En jardines, parques y hasta entre las grietas del pavimento crece una planta que la mayoría arranca sin pensarlo: el diente de león. Para muchos es solo una “mala hierba”, pero en realidad es una de las plantas silvestres más aprovechadas tradicionalmente por su versatilidad en la cocina y en rutinas de bienestar. No es un remedio milagroso ni un sustituto de la medicina, pero sí un tesoro natural accesible cuando se utiliza con conocimiento y moderación.

El diente de león destaca por sus hojas, flores y raíz, todas aprovechables. Tradicionalmente se ha usado para apoyar la digestión, estimular el apetito y complementar dietas ricas en verduras. Su valor real está en que es fácil de encontrar, económico y nutritivo, siempre que se recolecte en lugares limpios y se prepare correctamente.

Receta 1: Infusión suave de hojas de diente de león

Ingredientes:

1 cucharadita de hojas secas o frescas

1 taza de agua caliente

Preparación:
Verter el agua caliente sobre las hojas, tapar y dejar reposar 8–10 minutos. Colar antes de beber.

Indicaciones de uso:
Tomar 1 taza al día, después de las comidas, durante períodos cortos.

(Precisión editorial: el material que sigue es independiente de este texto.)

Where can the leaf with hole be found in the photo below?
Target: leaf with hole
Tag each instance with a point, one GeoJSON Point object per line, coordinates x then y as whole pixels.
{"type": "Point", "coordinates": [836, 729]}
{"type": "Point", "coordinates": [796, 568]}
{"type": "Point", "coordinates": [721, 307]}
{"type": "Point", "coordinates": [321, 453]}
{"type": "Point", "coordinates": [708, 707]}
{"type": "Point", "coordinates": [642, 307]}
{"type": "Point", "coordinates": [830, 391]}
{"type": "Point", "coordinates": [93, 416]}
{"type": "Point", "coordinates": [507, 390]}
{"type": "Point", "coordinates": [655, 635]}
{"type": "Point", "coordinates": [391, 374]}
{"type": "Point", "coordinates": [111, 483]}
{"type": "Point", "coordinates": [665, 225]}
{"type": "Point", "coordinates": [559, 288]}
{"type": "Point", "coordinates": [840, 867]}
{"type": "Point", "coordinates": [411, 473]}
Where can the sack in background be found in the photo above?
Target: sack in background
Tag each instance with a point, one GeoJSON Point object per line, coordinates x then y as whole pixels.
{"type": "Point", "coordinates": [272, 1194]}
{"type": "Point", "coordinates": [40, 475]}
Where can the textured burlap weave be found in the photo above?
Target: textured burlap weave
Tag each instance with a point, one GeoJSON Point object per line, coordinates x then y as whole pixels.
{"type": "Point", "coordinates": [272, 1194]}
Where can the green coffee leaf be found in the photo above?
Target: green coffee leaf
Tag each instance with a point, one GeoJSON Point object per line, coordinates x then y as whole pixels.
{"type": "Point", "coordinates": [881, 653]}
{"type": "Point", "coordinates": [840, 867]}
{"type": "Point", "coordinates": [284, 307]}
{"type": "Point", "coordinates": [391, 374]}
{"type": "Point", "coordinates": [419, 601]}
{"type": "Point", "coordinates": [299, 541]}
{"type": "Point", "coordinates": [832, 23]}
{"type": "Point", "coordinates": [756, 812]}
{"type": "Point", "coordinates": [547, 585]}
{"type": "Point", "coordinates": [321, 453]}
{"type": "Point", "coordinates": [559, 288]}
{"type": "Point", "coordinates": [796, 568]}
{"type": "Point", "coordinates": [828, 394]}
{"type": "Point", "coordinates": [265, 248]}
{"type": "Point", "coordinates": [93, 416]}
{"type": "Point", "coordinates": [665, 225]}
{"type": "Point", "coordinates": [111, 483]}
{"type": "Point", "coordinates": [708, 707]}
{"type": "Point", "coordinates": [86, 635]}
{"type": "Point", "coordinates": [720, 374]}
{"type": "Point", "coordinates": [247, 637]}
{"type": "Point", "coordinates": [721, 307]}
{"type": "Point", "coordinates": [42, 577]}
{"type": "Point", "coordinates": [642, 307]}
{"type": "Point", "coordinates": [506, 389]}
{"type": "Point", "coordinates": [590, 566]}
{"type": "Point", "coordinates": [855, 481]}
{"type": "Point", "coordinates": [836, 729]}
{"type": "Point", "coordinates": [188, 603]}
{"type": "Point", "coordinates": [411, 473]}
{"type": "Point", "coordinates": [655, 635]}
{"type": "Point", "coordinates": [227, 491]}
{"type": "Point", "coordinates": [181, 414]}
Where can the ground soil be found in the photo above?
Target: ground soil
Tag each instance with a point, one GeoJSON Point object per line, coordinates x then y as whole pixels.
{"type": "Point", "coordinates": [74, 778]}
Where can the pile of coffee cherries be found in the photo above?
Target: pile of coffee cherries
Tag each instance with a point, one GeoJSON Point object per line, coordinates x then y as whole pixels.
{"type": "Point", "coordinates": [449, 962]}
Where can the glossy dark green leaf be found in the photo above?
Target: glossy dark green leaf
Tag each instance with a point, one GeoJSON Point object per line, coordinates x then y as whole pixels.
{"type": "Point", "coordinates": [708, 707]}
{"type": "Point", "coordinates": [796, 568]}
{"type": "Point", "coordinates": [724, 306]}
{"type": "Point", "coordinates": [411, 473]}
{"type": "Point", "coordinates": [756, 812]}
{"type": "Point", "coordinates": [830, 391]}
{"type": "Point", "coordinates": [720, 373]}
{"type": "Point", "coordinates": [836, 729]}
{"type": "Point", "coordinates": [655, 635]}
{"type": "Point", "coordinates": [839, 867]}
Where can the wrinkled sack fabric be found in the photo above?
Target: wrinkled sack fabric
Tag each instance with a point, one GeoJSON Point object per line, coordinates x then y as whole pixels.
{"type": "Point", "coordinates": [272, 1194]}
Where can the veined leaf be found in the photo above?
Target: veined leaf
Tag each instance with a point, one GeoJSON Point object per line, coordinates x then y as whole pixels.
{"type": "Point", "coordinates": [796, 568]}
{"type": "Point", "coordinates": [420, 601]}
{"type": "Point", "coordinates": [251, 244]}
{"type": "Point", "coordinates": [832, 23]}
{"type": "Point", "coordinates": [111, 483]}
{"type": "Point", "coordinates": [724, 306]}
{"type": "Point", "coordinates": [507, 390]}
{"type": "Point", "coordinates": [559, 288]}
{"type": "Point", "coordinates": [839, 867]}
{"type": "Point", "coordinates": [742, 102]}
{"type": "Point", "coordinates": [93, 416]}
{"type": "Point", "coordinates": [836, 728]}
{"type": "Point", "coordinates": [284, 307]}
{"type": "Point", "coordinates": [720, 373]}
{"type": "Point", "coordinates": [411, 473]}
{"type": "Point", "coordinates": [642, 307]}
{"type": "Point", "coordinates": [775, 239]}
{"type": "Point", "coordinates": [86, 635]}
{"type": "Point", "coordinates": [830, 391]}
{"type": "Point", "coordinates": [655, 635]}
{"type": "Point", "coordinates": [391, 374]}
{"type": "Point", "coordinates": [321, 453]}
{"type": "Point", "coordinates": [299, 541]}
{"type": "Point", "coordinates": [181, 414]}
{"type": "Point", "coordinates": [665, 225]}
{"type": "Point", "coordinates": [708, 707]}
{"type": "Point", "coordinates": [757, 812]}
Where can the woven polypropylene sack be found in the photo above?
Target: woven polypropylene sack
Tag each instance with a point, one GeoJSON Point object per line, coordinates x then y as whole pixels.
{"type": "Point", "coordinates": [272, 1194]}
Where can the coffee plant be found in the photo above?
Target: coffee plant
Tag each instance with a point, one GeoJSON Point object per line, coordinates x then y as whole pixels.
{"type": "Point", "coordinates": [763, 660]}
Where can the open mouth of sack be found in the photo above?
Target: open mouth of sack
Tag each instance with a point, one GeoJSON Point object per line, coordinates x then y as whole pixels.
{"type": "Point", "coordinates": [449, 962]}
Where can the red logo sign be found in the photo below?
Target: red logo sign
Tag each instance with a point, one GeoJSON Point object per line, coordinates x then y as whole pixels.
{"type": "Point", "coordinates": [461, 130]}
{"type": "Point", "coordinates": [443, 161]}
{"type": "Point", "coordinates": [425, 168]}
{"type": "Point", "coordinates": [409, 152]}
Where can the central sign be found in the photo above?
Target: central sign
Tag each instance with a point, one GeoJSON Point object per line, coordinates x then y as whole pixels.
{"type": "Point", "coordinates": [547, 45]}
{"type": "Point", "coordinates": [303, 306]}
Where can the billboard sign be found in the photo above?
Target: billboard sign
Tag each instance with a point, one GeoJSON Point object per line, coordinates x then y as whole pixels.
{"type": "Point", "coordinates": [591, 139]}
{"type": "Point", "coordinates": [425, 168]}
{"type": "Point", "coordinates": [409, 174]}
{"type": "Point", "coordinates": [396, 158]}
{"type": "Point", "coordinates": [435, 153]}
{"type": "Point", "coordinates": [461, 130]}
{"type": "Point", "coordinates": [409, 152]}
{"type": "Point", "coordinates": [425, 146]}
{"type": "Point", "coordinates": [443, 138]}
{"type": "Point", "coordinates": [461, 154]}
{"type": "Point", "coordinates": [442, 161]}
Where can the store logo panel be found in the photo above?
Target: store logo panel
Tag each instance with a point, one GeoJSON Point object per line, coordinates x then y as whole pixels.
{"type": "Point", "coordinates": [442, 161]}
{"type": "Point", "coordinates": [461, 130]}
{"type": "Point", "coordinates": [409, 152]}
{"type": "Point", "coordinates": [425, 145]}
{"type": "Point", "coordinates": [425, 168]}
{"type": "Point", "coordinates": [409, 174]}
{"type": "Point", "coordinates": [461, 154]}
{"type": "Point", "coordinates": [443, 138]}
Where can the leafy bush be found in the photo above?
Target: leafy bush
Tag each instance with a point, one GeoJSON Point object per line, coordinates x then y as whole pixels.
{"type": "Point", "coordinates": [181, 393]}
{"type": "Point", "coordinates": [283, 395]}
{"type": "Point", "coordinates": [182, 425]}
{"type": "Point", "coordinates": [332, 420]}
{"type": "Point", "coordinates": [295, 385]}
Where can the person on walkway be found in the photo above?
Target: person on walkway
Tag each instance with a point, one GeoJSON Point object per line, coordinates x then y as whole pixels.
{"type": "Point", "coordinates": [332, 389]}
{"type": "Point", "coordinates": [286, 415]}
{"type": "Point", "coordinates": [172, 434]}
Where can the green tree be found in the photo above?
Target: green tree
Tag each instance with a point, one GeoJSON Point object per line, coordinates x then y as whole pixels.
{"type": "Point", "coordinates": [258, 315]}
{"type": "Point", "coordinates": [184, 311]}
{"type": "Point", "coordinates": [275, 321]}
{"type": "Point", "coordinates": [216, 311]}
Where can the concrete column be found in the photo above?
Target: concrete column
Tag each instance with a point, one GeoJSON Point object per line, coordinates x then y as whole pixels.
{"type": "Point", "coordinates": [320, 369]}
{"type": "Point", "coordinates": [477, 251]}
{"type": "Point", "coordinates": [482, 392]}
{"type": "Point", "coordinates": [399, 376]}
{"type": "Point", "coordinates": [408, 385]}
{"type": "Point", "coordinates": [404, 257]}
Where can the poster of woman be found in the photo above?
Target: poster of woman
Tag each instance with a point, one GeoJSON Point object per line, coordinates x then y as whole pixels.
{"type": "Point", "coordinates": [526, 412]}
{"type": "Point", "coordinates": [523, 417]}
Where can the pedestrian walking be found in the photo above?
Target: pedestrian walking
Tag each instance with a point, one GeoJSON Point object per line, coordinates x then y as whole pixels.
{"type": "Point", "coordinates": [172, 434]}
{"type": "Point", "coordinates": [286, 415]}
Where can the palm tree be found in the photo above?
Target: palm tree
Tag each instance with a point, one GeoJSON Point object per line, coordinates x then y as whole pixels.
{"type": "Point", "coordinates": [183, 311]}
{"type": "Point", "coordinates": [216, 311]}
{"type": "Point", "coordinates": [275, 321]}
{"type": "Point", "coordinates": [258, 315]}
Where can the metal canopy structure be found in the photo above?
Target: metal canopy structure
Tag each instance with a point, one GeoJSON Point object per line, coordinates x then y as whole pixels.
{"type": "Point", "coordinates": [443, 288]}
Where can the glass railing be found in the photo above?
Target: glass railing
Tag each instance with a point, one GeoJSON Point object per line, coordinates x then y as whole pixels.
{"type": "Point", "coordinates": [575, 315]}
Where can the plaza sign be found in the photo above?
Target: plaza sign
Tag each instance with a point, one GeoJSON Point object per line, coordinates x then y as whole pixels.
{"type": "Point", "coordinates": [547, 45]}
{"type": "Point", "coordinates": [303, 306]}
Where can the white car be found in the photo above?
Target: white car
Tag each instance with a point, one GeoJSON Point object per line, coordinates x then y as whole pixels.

Receta 2: Ensalada fresca con hojas jóvenes

Ingredientes:

Hojas jóvenes de diente de león

Aceite de oliva

Limón o vinagre suave

Preparación:
Lavar muy bien las hojas y mezclarlas con el aderezo.

Indicaciones de uso:
Consumir como ensalada 1–2 veces por semana, combinada con otras verduras.

Receta 3: Raíz tostada como bebida caliente

Ingredientes:

Raíz de diente de león limpia y seca

Agua

Preparación:
Tostar la raíz ligeramente, hervir durante 10 minutos y colar.

Indicaciones de uso:
Beber ocasionalmente como alternativa a bebidas calientes.

Indicaciones generales

Recolectar solo en zonas libres de pesticidas y contaminación.

Lavar cuidadosamente todas las partes de la planta.

Introducir su consumo de forma gradual.

Combinar con una alimentación equilibrada y buena hidratación.

Precauciones

No es un medicamento ni cura enfermedades.

Evitar su consumo excesivo.

Personas con problemas renales, vesícula o que toman diuréticos deben consultar antes.

Suspender su uso si causa malestar digestivo.

Mujeres embarazadas o en lactancia deben buscar orientación profesional.